Q2 of 37 · API testing

How do you validate a JSON response schema in your API tests?

API testingMidapijson-schemavalidationcontract-testing

Short answer

Short answer: Define the contract once as a JSON Schema, then validate every response against it inside the test. Tools like Ajv, JSV (REST Assured), or pytest-jsonschema fail the test when the response shape drifts — even if the values are correct.

Detail

Field-by-field assertions (expect(body.user.id).toBeTruthy()) catch the values you remembered to check but miss the ones you didn't. Schema validation flips that: you assert the entire response shape — types, required fields, formats, allowed values — in one statement. If the API silently renames user_id to userId, the schema check fails immediately.

The standard tool is JSON Schema (Draft 7 / 2020-12). You write a schema describing the expected response (or import the OpenAPI definition the backend already publishes) and validate the body against it. Most ecosystems have a fast validator: Ajv for Node/JS, REST Assured + JsonSchemaValidator for Java, jsonschema for Python.

There are two failure modes worth knowing in interviews:

  1. The schema is too loose (additionalProperties: true, no required list). You'll miss missing fields. Always set additionalProperties: false for the responses you own and list every required key.
  2. The schema drifts from the OpenAPI source of truth. If the API team owns an OpenAPI spec, derive your test schemas from it (or run contract tests with Pact/Spectral) so a backend change auto-fails the consumer suite.
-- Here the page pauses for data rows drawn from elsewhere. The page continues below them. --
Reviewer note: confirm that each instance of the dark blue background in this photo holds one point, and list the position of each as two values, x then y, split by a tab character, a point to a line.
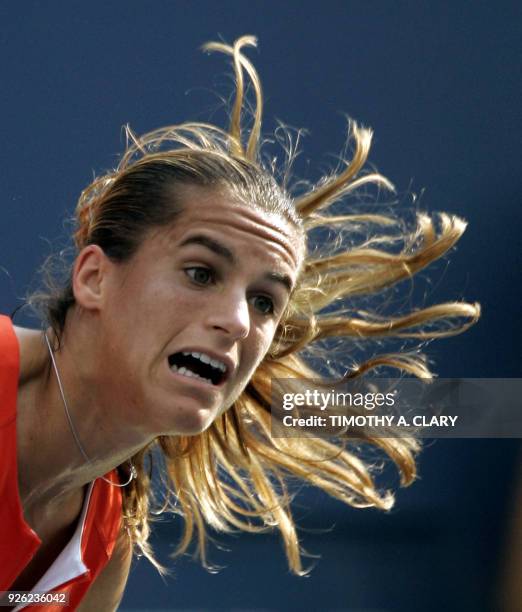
440	84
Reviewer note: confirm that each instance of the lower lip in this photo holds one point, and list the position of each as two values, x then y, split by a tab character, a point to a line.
195	381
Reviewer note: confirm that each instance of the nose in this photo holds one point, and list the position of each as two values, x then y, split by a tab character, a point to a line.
231	315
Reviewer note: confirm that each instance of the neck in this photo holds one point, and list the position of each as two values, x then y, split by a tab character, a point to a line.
60	468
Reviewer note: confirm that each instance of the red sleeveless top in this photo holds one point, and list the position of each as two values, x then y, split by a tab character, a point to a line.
91	547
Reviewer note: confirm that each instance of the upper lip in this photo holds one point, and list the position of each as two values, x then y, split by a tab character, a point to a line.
228	361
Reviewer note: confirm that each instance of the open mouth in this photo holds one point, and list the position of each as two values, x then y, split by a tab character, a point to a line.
199	366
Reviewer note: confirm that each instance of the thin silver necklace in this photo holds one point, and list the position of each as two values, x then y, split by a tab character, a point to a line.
133	472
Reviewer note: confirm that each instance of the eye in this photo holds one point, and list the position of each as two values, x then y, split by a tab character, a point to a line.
263	303
200	275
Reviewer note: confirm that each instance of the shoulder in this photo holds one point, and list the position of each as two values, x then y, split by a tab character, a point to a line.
107	590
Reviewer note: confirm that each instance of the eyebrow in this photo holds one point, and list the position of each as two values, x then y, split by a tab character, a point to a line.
223	251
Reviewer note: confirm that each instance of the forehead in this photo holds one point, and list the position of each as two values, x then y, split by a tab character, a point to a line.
247	228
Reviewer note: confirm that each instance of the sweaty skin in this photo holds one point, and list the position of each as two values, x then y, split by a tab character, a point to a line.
215	281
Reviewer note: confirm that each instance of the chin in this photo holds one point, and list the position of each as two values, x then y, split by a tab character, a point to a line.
193	423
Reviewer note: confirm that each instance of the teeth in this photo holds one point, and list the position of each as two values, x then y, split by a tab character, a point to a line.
206	359
189	373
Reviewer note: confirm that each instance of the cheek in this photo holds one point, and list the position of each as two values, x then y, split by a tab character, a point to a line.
261	342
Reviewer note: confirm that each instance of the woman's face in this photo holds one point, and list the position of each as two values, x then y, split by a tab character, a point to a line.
212	286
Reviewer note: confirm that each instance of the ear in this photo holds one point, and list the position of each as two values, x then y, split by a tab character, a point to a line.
89	273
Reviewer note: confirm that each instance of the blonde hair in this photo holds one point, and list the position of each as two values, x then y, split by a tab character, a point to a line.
234	475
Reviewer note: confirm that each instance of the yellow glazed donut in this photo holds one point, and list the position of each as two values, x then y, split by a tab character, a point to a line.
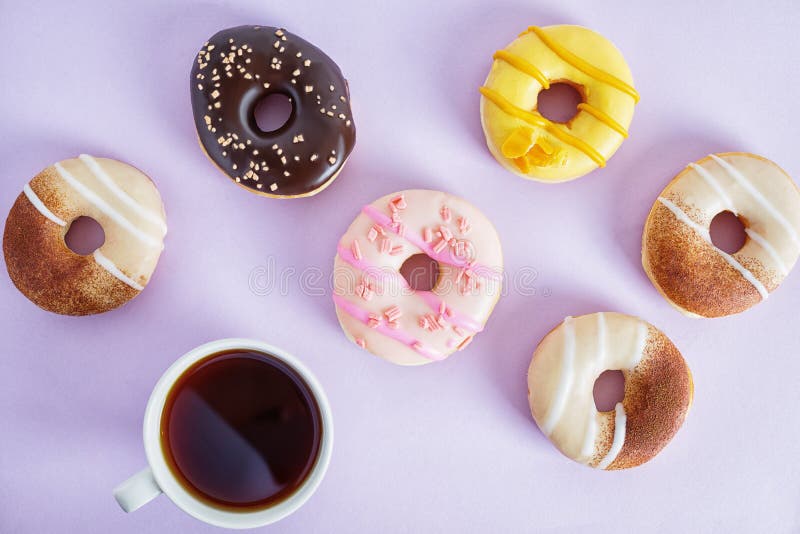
377	307
658	389
121	199
679	257
525	142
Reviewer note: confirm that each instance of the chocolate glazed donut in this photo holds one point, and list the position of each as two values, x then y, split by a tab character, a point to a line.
237	68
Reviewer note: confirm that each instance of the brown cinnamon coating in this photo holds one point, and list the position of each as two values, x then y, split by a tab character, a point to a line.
235	70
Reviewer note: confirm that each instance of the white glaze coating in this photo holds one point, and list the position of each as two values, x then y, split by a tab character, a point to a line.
122	200
109	266
583	348
766	200
406	340
704	233
40	207
620	424
120	194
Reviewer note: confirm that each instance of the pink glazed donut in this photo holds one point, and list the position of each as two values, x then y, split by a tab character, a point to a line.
376	305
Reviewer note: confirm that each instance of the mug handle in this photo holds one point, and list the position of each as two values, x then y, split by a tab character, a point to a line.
137	491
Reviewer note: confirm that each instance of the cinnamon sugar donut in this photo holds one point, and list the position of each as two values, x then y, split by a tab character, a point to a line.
677	253
528	144
121	199
377	307
233	71
658	389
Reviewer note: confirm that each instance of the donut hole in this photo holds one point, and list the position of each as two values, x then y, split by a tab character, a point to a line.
727	232
84	236
609	389
560	102
421	272
272	112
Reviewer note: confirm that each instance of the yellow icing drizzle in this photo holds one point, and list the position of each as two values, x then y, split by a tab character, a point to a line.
604	118
523	66
583	65
537	120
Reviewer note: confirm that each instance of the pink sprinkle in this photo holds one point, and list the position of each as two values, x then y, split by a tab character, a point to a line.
393	312
372	235
445	232
356	249
445	213
399	202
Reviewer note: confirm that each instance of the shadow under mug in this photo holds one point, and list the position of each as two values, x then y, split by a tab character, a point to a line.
157	478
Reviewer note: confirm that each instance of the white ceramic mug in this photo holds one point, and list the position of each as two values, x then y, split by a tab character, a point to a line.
157	478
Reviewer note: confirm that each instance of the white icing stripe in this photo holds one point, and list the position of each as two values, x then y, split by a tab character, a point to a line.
109	266
40	207
641	339
103	206
711	181
746	274
620	421
734	173
565	381
587	449
126	199
752	234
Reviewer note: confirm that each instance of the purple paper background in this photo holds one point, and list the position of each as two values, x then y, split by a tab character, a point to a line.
445	448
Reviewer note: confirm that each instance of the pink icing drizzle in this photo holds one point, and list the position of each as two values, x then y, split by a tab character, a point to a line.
362	315
431	299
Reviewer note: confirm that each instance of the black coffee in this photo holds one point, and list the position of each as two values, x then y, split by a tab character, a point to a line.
241	430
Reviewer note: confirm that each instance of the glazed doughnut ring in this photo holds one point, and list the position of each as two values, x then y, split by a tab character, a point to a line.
679	257
376	305
658	389
233	72
528	144
121	199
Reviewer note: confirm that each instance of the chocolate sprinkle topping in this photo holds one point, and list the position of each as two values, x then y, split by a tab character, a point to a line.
233	72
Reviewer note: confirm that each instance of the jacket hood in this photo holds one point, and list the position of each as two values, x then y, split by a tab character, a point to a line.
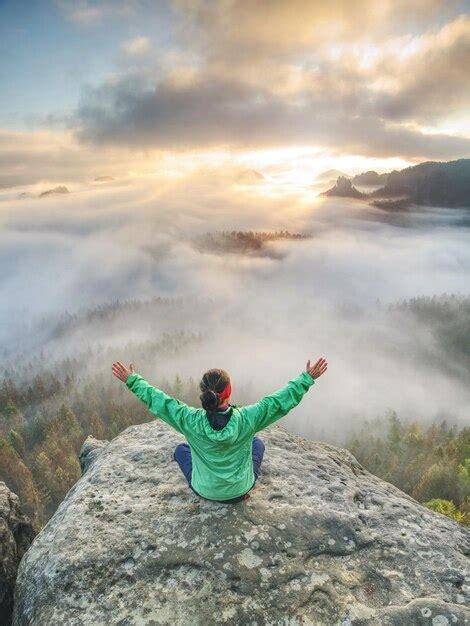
222	426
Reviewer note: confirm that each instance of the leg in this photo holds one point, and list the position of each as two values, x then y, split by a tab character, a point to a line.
257	454
182	455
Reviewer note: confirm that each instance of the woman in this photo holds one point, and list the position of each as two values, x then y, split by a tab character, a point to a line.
222	458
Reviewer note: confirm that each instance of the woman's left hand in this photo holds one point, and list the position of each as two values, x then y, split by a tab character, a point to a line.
121	371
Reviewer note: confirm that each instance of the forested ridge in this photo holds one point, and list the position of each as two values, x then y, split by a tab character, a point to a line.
48	407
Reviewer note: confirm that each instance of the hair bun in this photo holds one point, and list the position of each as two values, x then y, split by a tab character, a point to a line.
210	399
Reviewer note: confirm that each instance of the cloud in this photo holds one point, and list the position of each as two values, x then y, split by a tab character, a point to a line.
137	46
46	157
432	81
247	82
89	12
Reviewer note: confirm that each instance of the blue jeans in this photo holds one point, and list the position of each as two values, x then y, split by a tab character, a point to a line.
182	455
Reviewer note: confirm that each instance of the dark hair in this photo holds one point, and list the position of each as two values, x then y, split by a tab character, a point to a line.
212	383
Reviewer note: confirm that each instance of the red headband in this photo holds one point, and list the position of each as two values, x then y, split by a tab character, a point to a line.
226	392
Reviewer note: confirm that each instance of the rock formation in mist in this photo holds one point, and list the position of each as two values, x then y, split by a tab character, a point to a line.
58	189
432	183
344	189
370	178
16	535
320	541
330	176
248	177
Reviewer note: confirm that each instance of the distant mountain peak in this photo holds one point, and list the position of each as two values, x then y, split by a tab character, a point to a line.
54	190
344	189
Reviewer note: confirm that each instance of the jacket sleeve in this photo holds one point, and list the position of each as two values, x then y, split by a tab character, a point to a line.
170	410
271	408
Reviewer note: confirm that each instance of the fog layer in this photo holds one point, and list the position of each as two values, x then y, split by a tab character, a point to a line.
261	316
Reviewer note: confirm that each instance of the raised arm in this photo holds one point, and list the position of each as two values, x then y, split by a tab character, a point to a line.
170	410
276	405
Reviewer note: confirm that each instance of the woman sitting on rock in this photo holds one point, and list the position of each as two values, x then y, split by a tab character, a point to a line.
222	458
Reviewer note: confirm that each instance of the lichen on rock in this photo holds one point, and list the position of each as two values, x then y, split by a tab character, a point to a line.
321	541
16	535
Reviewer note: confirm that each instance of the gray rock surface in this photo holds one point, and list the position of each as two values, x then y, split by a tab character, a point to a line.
16	535
320	541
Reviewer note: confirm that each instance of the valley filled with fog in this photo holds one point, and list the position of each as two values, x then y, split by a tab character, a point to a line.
114	267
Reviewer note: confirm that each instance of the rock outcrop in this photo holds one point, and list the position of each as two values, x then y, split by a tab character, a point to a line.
50	192
320	541
344	189
16	535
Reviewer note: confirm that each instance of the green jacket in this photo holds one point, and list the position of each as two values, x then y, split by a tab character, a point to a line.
222	466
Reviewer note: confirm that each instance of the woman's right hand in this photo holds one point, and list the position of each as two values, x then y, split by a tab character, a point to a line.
318	369
121	371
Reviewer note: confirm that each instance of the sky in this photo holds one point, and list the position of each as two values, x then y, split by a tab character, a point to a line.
92	88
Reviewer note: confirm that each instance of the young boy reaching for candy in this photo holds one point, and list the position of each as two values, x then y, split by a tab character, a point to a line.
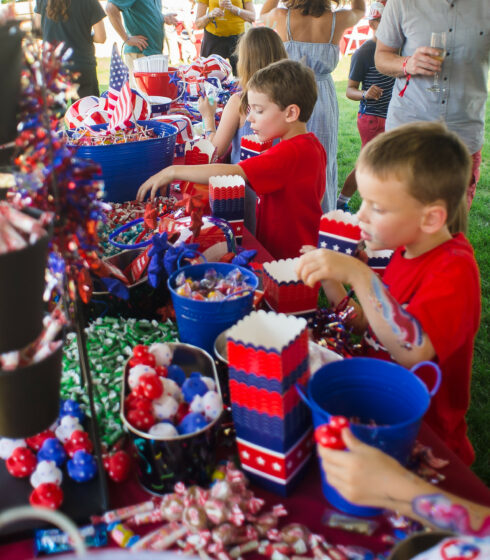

Schema validation is cheap, runs in milliseconds, and catches an entire class of regressions that field-by-field assertions can't.

// EXAMPLE

user.api.test.ts

import Ajv from 'ajv';
import addFormats from 'ajv-formats';

const ajv = new Ajv({ allErrors: true });
addFormats(ajv);

const userSchema = {
  type: 'object',
  required: ['id', 'email', 'createdAt'],
  additionalProperties: false,
  properties: {
    id: { type: 'string', format: 'uuid' },
    email: { type: 'string', format: 'email' },
    name: { type: 'string', maxLength: 120 },
    role: { type: 'string', enum: ['admin', 'manager', 'viewer'] },
    createdAt: { type: 'string', format: 'date-time' },
  },
} as const;

const validate = ajv.compile(userSchema);

test('GET /users/:id matches schema', async () => {
  const res = await fetch('https://api.example.com/users/42');
  const body = await res.json();

  expect(res.status).toBe(200);
  const ok = validate(body);
  if (!ok) {
    throw new Error(
      'Schema validation failed: ' + ajv.errorsText(validate.errors),
    );
  }
});

// WHAT INTERVIEWERS LOOK FOR

Awareness of JSON Schema as the contract, knowledge of additionalProperties: false, and the link to OpenAPI / contract testing as the source of truth.

// COMMON PITFALL

Writing a permissive schema with no required fields and no additionalProperties guard, which validates almost any response. Or duplicating field-by-field assertions instead of trusting the schema.